For a fixed value $i\in\{1,2,\ldots,N\}$, the probability that $S_i\subseteq X$ is $\dfrac{2^{n-m}}{2^n}=\dfrac{1}{2^{m}}$ (because $|S_i|=m$ and $X\setminus S_i$ is a random subset of $S\setminus S_i$). Similarly, the probability that $S_i\subseteq Y(X)$ is $\dfrac{1}{2^m}$. Therefore, the probability $p_i$ that $S_i\subseteq X$ or $S_i\subseteq Y(X)$ is $$p_i\leq \frac{1}{2^{m}}+\frac{1}{2^{m}}=\frac{1}{2^{m-1}}\,.$$ (For a positive integer $m$, $p_i=\dfrac1{2^{m-1}}$, but I just want to include the trivial case $m=0$. The OP has never said that $m$ has to be a positive integer.)
Since $N<2^{m-1}$, we obtain $$\sum_{i=1}^N\,p_i\leq \frac{N}{2^{m-1}}<1\,.$$ However, the probability that $S_i\subseteq X$ or $S_i\subseteq Y(X)$ for some $i\in\{1,2,\ldots,N\}$ is at most $\sum\limits_{i=1}^N\,p_i$ (due to subadditivity of probability measures).
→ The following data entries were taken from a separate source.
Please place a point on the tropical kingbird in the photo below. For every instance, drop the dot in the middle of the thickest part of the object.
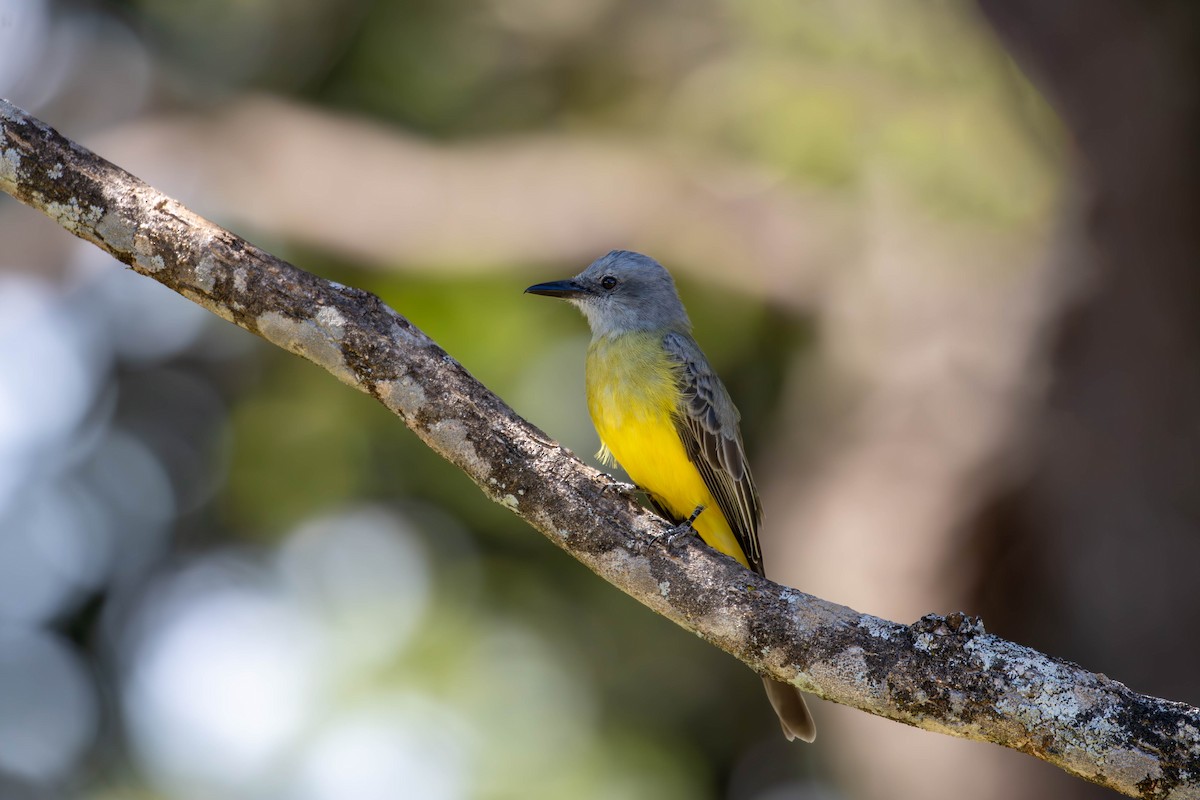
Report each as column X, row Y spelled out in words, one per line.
column 664, row 415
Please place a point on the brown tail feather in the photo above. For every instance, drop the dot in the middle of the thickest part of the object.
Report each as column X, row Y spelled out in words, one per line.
column 792, row 710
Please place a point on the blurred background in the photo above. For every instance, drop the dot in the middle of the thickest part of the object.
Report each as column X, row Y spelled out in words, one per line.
column 942, row 254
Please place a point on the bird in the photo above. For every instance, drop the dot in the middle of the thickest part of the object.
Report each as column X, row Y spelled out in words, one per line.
column 664, row 415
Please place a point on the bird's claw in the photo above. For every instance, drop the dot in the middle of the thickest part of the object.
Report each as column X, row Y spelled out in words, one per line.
column 676, row 533
column 622, row 488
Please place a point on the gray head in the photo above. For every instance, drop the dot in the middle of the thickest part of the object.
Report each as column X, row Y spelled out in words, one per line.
column 622, row 292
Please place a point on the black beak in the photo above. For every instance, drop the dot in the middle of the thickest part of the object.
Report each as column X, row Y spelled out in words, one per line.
column 565, row 289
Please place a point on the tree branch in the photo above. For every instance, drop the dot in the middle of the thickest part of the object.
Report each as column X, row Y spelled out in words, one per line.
column 942, row 673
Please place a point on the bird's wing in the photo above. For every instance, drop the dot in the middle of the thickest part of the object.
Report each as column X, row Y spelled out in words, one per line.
column 707, row 422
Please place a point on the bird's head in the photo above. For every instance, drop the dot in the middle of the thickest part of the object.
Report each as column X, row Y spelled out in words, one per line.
column 622, row 292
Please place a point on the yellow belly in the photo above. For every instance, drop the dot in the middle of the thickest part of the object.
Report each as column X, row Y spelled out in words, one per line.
column 633, row 395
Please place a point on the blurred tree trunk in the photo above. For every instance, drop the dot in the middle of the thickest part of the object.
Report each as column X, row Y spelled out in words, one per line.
column 1105, row 522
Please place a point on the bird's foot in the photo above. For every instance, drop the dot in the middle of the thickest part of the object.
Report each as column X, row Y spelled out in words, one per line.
column 675, row 534
column 683, row 529
column 622, row 488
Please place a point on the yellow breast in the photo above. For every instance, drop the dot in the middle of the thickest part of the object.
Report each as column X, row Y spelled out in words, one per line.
column 633, row 396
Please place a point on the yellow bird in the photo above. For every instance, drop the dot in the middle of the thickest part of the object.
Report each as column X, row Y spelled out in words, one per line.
column 664, row 415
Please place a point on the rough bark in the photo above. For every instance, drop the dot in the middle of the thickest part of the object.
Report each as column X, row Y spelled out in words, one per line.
column 942, row 673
Consequently, the probability that $S_i\subseteq X$ or $S_i\subseteq Y(X)$ for no $i\in\{1,2,\ldots,N\}$ is at least $$1-\sum\limits_{i=1}^N\,p_i>0\,.$$ Ergo, there exists $A\subseteq S$ such that there are no $i\in \{1,2,\ldots,N\}$ for which $S_i\subseteq A$ or $S_i\subseteq Y(A)=:B$.